Enter How to Build a Girl, adapted by Caitlin Moran from her own book, which is itself based loosely on her early life. Johanna Morrigan (Beanie Feldstein) is pseudo-Caitlin (and Julie Burchill, NME journalist in the 70s), and is 16 when we’re introduced to her in her Wolverhampton council house home. She is everything movies and TV have taught us teenagers are – bored, angsty, horny, irritated and irritating.
It’s not long before she almost inexplicably finds herself with an opportunity to finally do something cool – writing for a thinly-veiled NME magazine thanks to a weird and wacky review of the Annie musical soundtrack that is roundly panned by the mag’s all-male writing staff.

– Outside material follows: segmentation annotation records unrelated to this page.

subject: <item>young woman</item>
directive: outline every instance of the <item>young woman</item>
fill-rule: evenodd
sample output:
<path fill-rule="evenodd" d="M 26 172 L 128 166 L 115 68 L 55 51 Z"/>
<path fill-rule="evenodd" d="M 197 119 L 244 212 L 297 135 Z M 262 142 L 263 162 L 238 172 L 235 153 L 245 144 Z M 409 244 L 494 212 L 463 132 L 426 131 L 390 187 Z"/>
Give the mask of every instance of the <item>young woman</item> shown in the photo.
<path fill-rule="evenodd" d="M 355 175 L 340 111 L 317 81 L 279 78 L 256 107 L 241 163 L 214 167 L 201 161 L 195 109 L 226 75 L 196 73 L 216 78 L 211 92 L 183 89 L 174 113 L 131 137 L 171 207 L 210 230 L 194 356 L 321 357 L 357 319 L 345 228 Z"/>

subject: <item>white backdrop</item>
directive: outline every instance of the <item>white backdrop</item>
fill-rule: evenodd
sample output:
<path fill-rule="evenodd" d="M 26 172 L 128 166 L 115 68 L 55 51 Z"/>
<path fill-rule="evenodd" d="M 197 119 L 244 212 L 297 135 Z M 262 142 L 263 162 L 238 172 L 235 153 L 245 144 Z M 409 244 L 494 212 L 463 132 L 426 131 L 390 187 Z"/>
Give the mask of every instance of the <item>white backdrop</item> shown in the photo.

She clearly has writing chops but her wholesome bookworm nerdy personality – perhaps best epitomised by her wall full of idols like Sylvia Plath, the Brontës, Karl Marx, Julie Andrews and David Bowie, who are brought to life with a few excellent A-list cameos – won’t cut the mustard.
In order to ‘make it’ in the cut-throat world of cool that is music journalism in the 90s, Johanna reinvents herself as the aloof and chic Dolly Wilde, writer at large. As it turns out, being sneered at by a room of boys in an office was the least of Johanna’s worries when it comes to the music and journalism industries, and before you can say “this is a standard coming-of-age story” Johanna-as-Dolly has put up a caustic wall of snark and just general meanness that starts to alienate her wild family and the few friends she has.
Feldstein is the perfect Moran stand-in, even managing to mostly pull off a decent Wolverhampton accent for the majority of the film
Moran is one of the UK’s most recognisable and well-known journalists, having carved out a name for herself as first a music critic then columnist and minor Twitter celebrity. Her books and columns have become known for her raw, witty and polished unpolishedness, so the casting of Johanna was always going to be crucial to this film’s success.
Feldstein is the perfect Moran stand-in, even managing to mostly pull off a decent Wolverhampton accent for the majority of the film. She brings some of the pep and heart-breaking earnestness she displayed so convincingly in the criminally underrated Booksmart, appearing both convincingly vulnerable and winningly confident. The surrounding cast offers plenty of support, including excellent turns from Paddy Considine as Johanna’s jazz musician dad desperately searching for his big break, and Alfie Allen as John Kite, rock star with a heart of gold.
The film moves along at a zippy pace thanks to director Coky Giedroyc, though at times it does seem to whizz past some of the biggest pools of emotion. More focus and exploration of the family dynamic before and after Johanna’s departure for the Big Smoke might have offered a really profound emotional depth to what is otherwise pretty much non-stop energetic charm. Which isn’t, of course, a bad thing.
The first half or so of the film is about Johanna and her teenaged tribulations – boys, bullies, boredom etc. It’s a great example of a good way to portray a teen girl’s sexuality, and all the confusion and heartache that go along with it. Giedroyc and cinematographer Howard Taczanowski combine for some lovely visuals around Johanna and Kite’s relationship, including falling rose petals and a trailing spotlight that’s straight out of a classic musical.
Then Johanna becomes Dolly, loses her virginity and is soon arranging meet-ups with foot fetishists just for kicks (pun intended). There are some great lines in the screenplay, including one about what impact the right book can have – right as it’s launched at Johanna’s head.
Feldstein is a star – this is her first out-and-out lead role but it certainly won’t be her last
How to Build a Girl seems a bit rushed, a bit flustered, a bit rough-and-ready, maybe… but that’s what being a teenager’s all about isn’t it? And this will surely resonate with teenagers – particularly teenage girls who will see their angst and desires and fears reflected larger-than-life through Feldstein’s Johanna. There’s a fantastical, magical realist, almost cartoonish quality to the film that perhaps makes some of the more serious themes of the narrative less impactful. But Giedroyc has nailed the doodling aesthetic and tone of the classic movie teen, and made a delightfully cheeky film to boot.
It is, perhaps, a bit naïve, and maybe doesn’t investigate the characters and the complexities as another might. There’s a big story here – about the difficulty of working class and female writers to break into the mainstream writing world – that doesn’t really get the time of day. But it’s a truly fun watch, expertly told and beautifully acted. Feldstein is a star – this is her first out-and-out lead role but it certainly won’t be her last.